A case of cross-cultural misunderstanding. Photo by David Armstrong.Last week I had Dad here in Yogya for five days, and it was really good to see someone from home. Of course, getting him here got off to a rocky start cos the transfer car that I was told I could join in order to get to the airport had left without me, despite me getting there early. So I had to grab a lift off a friend on his motor bike in order to meet Dad at the airport. I think it was one of the rare times here that I have actually showed frustration with a person, and I think they were talking about me on the way back in the car to the hotel. But maybe that's just me getting paranoid by only half understanding other people's conversations whilst carrying on my own.

The day after Dad arrived, we went on a tour of Prambanan and the 'hidden temples' on the back of motor bikes. Of course, this was an attempt by me to freak Dad out, but unfortunately for me he was quite alright about it. To be honest we were going quite slowly, so it would have been impossible for us to have an accident. All the traffic was passing us, including trucks.
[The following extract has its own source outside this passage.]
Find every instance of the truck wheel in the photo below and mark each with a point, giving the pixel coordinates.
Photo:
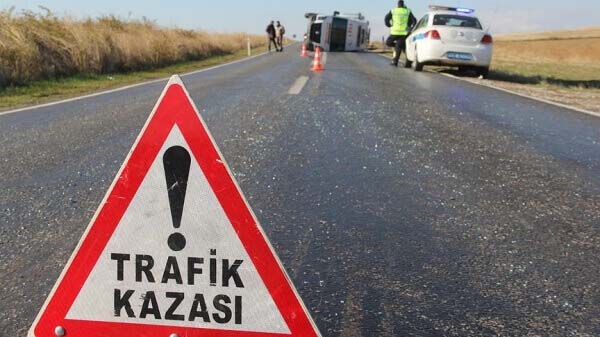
(483, 71)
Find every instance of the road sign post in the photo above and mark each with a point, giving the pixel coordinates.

Anyway Dad really loved seeing the Indonesian countryside, (which of course I knew he would - ha ha I'm so clever) and didn't really mind being on the back of a motor bike cos he said it was cooler. As for these 'hidden temples', I'm not so sure how 'hidden' they actually are, cos a whole bunch of desa officials have already taken them over in order to extract more money from the unsuspecting tourist. Well I guess we weren't really unsuspecting, in fact it didn't suprise me at all. They have landscaped, reconstructed, and at one, in a really tacky touristy kind of way, have spelt the name of the temple with flowers on the garden around it. Now I'm sure, like me, when you think ancient Indonesian temple, you think ruins, maybe a few statues, with grass growing freely in the empty spaces, especially from something called a 'hidden temple.' Yeah? Well this one in particular looked like floriade colliding with history, or a badly attempted reconstruction of history, which of course no one really knows anything about, except for a few Javanese superstitions. But Dad enjoyed himself and that's the important thing.
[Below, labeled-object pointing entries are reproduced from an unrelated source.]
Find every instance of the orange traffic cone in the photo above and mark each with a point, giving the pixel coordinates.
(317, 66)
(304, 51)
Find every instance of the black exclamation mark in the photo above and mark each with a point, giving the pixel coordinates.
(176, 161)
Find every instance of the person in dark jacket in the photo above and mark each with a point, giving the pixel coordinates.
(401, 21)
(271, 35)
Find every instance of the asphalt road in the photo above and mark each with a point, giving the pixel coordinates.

The next touristy thing we did was Borobudur, where the bus dude tried to rip me off, assuming that I was again, another unsuspecting tourist, which pissed me off. Then we got swamped by hordes of primary school kids arriving at the famous tourist attraction to practice their English with foreigners. It was really quite funny cos at one point we got surrounded by at least 60 kids wanting to know what our names were and where we were from. To boot, Dad got the full Indonesian experience where random Indonesians, want their photo taken with you. They don't ask for your name, or anything else about you, they just want their photo taken with you. I still don't quite get it, especially coming from domestic tourists. But of course it wouldn't quite be a complete Indonesian trip if we didn't get lost. Well actually, I got us lost, seeing that I was the one that was meant to know where we were going. I thought the bus we caught would terminate at the place where we got on. No no, it was going to continue an hour west of Yogya to the western terminal, and if I hadn't cottoned on eventually, that's where we would have ended up. Dad loved the bus experience, noticing that no bus in Indonesia has suspension, so if you go over a bump, your bum is literally lifted of the seat. A rollercoaster ride for less than 20 cents. He also seemed quite alarmed at the speed with which the bus was going, especially when overtaking on the wrong side of the road with visable oncoming traffic. But with me, I was happily off in la-la land, placing my trust in a man who probably didn't have to take a practical driving test in order to get his license.

So yes, Dad got the full cultural experience whilst in yogya, and I think he's right when he says Mum probably wouldn't like it here. But he loved Prambanan and Borobudur, despite its distractions, and said he generally had a good time. In fact, it was quite funny that he sat next to a friend of another acicis student on the way back to Bali, and now some random woman knows all about me. How disconcerting.